Rebel leader threatens to arrest PM

PORT-AU-PRINCE (HAITI), MARCH 3. Rebels began patrolling the streets of the capital as their leader, Guy Philippe, declared himself the new chief of Haiti's military and threatened to arrest the country's Prime Minister. U.S. Marines barely ventured out of the city's airport. ``The country is in my hands!'' Mr. Philippe announced on Tuesday on the radio in between touring the city in the back of a pickup truck and greeting throngs of admiring Haitians.

The U.S. Marine Col. Dave Berger told a news conference that the Marines, who began arriving on Sunday night hours after Mr. Aristide left the country for exile in Africa, will increase their presence throughout Haiti following Mr. Philippe's comments.

Two U.S. Chinook helicopters slowly circled over Mr. Philippe's base, the rebel-held northern port of Cap-Haitien, on an apparent reconnaissance mission, said a resident reached by telephone. Some U.S. Marines patrolled Port-au-Prince's seaport, which was being looted.

The U.S. and French troops in Haiti, the vanguard of an international peacekeeping force authorised by the U.N. Security Council, have no orders to disarm Haiti's factions and instead are to secure key sites. The U.S. Government sternly rejected bids for power by rebels in Haiti and insisted they lay down their arms and permit an orderly transfer of power from Mr. Aristide.

Rejecting Mr. Philippe's declaration that he was the new chief of Haiti's military, the Assistant Secretary of State, Roger Noriega, said ``He is not in control of anything but a ragtag band of people.''

Faced with an international build-up in the troubled Caribbean country, Mr. Philippe ``will probably want to make himself scarce,'' Mr.
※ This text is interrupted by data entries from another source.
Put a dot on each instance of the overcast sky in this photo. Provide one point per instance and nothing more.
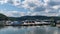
(17, 8)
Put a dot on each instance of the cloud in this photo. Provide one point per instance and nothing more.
(33, 7)
(3, 1)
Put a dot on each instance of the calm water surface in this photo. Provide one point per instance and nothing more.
(29, 30)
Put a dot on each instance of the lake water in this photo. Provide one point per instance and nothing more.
(29, 30)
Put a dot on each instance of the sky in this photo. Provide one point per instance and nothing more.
(18, 8)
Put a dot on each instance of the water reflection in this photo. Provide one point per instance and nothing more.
(29, 30)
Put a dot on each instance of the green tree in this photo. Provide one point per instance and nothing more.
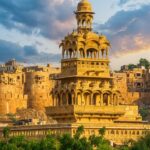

Noriega told the Senate Foreign Relations Committee. But the civil rights activist, Jesse Jackson, said the rebel leader was a U.S. ally in preparing for Mr. Aristide's ouster and it was ironic to oppose him now. Mr. Jackson said Mr. Aristide and his wife, Mildred, have a right to asylum in the United States, where they have relatives.

Despite the turmoil, top Bush administration officials said they had no second thoughts about the U.S. role in enabling Mr. Aristide to leave the country that had elected him President in 2000. ``I am happy he is gone,'' the U.S. Vice-President, Dick Cheney, told CNN television. ``I think the Haitian people are better off for it.''

Mr. Aristide's resignation letter said he was leaving ``in order to avoid a bloodbath,'' according to an English translation from Creole.